Okay, the instruction pipeline is stalling. In the frontend. Exactly what that means probably varies between microarchictectures.

I have a guess, though. If you're generous, you might even call it a hypothesis.

Hypothesis

By sorting the input, you're increasing locality of the writes. In fact, they will be very local; almost all additions you do will write to the same location as the previous one.
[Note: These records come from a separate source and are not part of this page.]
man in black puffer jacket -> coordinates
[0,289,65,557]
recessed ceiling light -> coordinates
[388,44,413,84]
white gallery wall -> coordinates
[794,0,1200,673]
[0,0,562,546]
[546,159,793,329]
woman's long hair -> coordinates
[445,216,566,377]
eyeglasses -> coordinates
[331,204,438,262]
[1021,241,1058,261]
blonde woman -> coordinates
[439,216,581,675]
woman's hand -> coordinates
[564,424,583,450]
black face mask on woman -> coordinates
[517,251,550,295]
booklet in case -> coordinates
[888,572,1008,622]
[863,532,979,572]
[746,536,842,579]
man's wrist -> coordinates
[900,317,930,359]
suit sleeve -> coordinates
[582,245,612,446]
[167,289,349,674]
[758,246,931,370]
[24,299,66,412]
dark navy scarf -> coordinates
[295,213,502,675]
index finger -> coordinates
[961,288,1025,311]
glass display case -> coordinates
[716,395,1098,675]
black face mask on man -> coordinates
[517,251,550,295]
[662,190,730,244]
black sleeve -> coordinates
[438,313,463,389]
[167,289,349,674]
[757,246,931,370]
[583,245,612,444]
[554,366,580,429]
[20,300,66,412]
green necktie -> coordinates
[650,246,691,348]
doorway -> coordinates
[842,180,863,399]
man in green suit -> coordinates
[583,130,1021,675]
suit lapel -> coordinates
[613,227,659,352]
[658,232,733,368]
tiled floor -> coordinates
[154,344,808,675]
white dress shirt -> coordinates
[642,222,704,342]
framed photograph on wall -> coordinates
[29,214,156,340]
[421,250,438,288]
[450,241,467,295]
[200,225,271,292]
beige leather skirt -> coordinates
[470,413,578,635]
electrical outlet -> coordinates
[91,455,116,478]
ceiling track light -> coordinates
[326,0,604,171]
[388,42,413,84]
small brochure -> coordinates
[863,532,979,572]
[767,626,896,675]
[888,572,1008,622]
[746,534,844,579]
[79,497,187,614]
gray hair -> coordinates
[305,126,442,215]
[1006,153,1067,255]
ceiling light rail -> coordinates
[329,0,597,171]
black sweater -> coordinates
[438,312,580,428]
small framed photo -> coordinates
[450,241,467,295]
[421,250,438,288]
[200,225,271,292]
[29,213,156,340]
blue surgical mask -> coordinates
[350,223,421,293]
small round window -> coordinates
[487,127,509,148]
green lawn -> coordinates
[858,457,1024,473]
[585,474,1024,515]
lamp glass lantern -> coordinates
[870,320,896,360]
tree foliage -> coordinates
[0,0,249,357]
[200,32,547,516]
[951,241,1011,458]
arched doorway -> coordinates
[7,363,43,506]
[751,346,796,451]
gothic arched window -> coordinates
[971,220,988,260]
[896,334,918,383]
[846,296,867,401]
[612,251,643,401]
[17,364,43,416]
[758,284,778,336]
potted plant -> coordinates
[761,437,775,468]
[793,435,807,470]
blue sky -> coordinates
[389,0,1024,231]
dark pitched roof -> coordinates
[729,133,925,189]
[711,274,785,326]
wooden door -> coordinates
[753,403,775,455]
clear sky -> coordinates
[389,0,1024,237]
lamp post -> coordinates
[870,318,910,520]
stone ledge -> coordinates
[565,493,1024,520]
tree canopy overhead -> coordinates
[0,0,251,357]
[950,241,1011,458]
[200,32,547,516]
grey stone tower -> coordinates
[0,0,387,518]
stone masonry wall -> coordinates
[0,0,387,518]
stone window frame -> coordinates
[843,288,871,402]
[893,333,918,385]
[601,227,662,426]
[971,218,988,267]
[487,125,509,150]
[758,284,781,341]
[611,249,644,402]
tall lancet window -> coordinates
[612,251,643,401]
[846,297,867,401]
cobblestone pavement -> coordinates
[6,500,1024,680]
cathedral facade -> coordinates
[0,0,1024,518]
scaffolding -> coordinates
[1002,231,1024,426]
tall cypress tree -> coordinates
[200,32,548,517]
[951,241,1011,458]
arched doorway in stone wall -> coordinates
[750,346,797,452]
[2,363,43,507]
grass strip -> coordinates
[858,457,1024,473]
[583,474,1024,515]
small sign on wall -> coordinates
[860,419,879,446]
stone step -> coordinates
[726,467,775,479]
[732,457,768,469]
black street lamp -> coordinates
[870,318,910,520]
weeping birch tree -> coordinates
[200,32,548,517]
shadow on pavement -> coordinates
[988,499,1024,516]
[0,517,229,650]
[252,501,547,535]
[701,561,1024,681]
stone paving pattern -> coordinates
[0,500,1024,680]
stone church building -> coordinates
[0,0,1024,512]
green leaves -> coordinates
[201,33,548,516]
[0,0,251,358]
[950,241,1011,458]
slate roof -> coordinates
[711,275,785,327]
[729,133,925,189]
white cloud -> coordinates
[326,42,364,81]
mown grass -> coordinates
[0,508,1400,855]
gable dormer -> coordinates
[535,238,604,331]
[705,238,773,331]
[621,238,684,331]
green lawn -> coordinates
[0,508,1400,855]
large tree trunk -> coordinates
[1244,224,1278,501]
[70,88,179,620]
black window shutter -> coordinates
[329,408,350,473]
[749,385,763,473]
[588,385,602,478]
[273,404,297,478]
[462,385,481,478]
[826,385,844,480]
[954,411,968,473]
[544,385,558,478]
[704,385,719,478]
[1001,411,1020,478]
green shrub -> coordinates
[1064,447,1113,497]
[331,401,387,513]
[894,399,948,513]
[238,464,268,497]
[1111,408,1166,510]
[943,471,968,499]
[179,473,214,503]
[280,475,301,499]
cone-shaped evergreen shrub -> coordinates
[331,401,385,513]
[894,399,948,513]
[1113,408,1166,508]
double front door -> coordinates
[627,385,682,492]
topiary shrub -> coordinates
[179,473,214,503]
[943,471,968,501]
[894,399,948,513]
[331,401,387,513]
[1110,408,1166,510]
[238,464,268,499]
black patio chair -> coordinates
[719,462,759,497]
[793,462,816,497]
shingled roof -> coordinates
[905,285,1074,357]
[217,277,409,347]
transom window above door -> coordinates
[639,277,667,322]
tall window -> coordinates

That's great for the cache, but not great for the pipeline. You're introducing data dependencies, preventing the next addition instruction from proceeding until the previous addition has completed (or has otherwise made the result available to succeeding instructions)

That's your problem.

I think.

Fixing it

Multiple sum vectors

Actually, let's try something. What if we used multiple sum vectors, switching between them for each addition, and then summed those up at the end? It costs us a little locality, but should remove the data dependencies.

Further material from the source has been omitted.